Bis dahin dürfte weiter intensiv verhandelt werden, denn noch gibt es keinen Koalitionsvertrag, nur vorläufige Einigungen. Neben der konservativen Likud-Partei Netanjahus besteht das neue Bündnis aus zwei ultraorthodoxen Kräften sowie dem Parteienbündnis Religiöser Zionismus, das nach der Parlamentswahl Anfang November wieder in seine drei ursprünglichen Kräfte zerfallen ist.

Die radikalste von ihnen ist die Jüdische Stärke, angeführt von dem rechtsextremen und mehrfach vorbestraften Itamar Ben-Gvir, der vor nicht allzu langer Zeit selbst unter etablierten rechten Parteien als politischer Paria galt.

Ben-Gvir gab nicht nach

Dass sich die Koalitionsverhandlungen länger hinzogen als gedacht – nach „zwei Wochen“ werde die Regierung stehen, hatte es zunächst vollmundig aus dem Likud-Lager getönt –, lag auch an den Maximalforderungen der radikalen Rechten.

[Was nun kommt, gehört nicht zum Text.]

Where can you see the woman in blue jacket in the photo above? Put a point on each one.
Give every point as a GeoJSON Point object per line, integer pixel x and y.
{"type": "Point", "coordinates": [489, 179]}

Ben-Gvir etwa verlangte nicht nur das Amt des Ministers für Innere Sicherheit, um, wie im Wahlkampf versprochen, „für Ordnung zu sorgen“ und Störenfrieden – gemeint waren offenbar arabische Bürger – zu zeigen, „wer Herr im Haus ist“.

Er forderte zudem auch die Hoheit über die Grenzpolizei im Westjordanland, die bislang der Armeeführung untersteht, sowie erweiterte Befugnisse, um Richtlinien und Prioritäten der nationalen Polizei zu beeinflussen. Trotz Warnungen zahlreicher früherer Vertreter aus Militär und Polizei gab Netanjahu nach.

Nicht nur Ben-Gvir gegenüber machte der zukünftige Regierungschef weitreichende Zugeständnisse, die viele Analysten überraschten und Berichten zufolge Parteifreunde verärgerten. Der Vorsitzende des Religiösen Zionismus, Bezalel Smotrich, wie Ben-Gvir ein ideologischer Unterstützer des umstrittenen israelischen Siedlungsprojekts im Westjordanland, soll offenbar Finanzminister werden; zudem soll auf sein Drängen hin der Siedlungsbau ausgeweitet sowie die Autorität über zivile Angelegenheiten in den Siedlungen, die bislang militärische Behörden innehatten, auf diverse Ministerien übertragen werden.

Kritiker sehen darin eine De-Facto-Annektierung der Siedlungen. Denn während die bisherige Regelung der Tatsache Rechnung trug, dass Israel das Westjordanland militärisch kontrolliert, würde der geplante Schritt die Siedlungen mit israelischem Territorium gleichstellen. In jedem Fall dürften die geplanten Maßnahmen den Weg zu einer Zwei-Staaten-Lösung mit den Palästinensern weiter erschweren, wenn nicht gänzlich verbauen.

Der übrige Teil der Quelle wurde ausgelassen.